Cryptocurrency enthusiasts and companies in the space have been waiting for institutional investors to enter the crypto market. In 2018, as virtual currencies entered a bear trend, crypto supporters were waiting for institutions to help recover the price of virtual currencies. Nonetheless, this did not happen. Bakkt aims at introducing Bitcoin (BTC) futures backed by the underlying asset. This could help the market receive an influx of new investors.
Bakkt Could Help Institutions Enter the Crypto Market
After months of waiting, Bakkt could be helping institutions enter the virtual currency market. Large companies and traditional investors did not have the possibility to deal with Bitcoin and other digital assets due to the lack of infrastructure. In general, the space was built from the ground up for retail investors, and institutions remained on the sidelines.
The Intercontinental Exchange (ICE) is the parent company of the New York Stock Exchange (NYSE) and the one that is going to be launching Bakkt as soon as this year.
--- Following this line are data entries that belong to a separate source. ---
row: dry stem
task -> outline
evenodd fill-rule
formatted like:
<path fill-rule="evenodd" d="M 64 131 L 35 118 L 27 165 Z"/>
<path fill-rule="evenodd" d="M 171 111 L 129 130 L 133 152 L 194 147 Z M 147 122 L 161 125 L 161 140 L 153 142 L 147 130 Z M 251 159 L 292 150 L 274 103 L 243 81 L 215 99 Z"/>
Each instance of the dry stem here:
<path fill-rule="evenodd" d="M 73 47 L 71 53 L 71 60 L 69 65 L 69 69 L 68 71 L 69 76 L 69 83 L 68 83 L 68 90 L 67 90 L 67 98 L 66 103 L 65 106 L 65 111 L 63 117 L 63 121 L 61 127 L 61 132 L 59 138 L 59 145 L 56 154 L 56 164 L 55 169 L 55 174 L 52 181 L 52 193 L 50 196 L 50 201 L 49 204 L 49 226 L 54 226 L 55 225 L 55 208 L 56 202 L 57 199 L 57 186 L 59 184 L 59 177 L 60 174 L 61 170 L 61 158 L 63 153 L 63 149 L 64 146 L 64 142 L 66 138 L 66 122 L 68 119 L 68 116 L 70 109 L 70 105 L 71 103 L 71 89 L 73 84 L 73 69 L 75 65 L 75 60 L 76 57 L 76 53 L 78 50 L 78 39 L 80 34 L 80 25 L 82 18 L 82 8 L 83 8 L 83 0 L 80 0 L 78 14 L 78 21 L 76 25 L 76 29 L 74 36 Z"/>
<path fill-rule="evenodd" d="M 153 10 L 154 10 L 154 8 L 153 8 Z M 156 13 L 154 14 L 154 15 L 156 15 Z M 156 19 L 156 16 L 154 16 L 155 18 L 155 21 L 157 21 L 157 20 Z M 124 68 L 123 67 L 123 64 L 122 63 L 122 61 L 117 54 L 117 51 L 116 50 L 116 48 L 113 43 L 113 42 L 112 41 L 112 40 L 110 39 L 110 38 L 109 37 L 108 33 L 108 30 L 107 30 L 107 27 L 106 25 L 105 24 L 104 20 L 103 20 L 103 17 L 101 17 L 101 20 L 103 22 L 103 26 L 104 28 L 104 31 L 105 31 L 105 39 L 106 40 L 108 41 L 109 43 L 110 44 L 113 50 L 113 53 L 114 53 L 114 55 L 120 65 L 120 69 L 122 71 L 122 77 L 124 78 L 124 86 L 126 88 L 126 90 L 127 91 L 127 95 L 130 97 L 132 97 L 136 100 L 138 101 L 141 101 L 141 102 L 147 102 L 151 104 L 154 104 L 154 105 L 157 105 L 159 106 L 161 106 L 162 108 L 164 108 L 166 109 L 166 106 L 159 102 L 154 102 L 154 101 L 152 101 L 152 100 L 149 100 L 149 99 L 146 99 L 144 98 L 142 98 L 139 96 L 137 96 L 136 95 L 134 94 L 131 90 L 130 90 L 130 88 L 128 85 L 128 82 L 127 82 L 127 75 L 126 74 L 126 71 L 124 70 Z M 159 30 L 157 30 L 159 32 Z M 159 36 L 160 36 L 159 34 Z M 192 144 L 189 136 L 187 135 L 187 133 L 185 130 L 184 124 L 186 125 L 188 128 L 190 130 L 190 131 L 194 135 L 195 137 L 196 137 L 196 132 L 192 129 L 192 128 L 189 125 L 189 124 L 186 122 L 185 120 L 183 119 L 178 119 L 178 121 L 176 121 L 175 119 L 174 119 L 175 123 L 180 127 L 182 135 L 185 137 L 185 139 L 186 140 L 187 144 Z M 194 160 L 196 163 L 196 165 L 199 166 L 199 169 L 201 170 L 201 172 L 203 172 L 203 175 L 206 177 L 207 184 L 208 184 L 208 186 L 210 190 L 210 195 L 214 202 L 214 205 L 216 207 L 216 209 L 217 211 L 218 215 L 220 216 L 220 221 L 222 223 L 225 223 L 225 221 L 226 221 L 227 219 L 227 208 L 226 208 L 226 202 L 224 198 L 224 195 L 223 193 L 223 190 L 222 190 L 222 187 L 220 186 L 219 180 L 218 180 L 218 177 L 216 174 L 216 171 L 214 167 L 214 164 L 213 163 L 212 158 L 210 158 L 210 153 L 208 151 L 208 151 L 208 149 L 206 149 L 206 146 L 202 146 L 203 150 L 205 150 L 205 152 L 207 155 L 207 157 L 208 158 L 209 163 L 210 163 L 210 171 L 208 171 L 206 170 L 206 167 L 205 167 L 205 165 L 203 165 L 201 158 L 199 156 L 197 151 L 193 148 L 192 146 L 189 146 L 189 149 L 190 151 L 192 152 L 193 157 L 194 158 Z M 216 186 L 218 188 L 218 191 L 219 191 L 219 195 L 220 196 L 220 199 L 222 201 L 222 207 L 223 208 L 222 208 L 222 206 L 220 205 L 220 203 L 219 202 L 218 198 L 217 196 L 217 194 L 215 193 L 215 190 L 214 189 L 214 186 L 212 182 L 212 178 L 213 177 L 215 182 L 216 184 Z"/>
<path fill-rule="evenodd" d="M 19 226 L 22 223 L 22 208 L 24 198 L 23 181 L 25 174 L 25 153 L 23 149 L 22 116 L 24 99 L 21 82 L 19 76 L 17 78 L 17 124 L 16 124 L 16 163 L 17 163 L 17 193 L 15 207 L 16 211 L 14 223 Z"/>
Although the platform has been postponed on several occasions, the firm could have the approval to operate in the near future.
The CEO of Bakkt, Kelly Loeffler, commented about the launching date of this platform:
“While we’re not yet able to provide a launch date, we’re making solid progress bringing the first physical delivery price discovery contracts for Bitcoin to the U.S.”
Bakkt is currently being backed by Microsoft and Starbucks, two companies that could be eventually benefited with the implementation of blockchain technology and virtual currencies. Bakkt’s goal is to build the first institutional-grade exchange-traded markets and also offer custody solutions for digital assets.
At the moment, the Chicago Mercantile Exchange (CME) is offering cash-settled Bitcoin futures contracts. The Chicago Board Options Exchange (CBOE) offered these services for over a year but it decided to stop working with it. Meanwhile, Bakkt’s Bitcoin futures contracts are going to be the first physically-settled derivatives.
At the same time, Bakkt’s launching could help a Bitcoin Exchange-Traded Fund (ETF) receive the approval from the U.S. Securities and Exchange Commission (SEC). In the past, many ETFs have been rejected and the agency remains sceptical about them. Bakkt will be very positive for the market since its trading volumes may help solve some of the concerns that the SEC and other institutions had about the market. With a larger trading volume in futures contracts, liquidity increases and the chances of the SEC approving a Bitcoin ETF grow as well.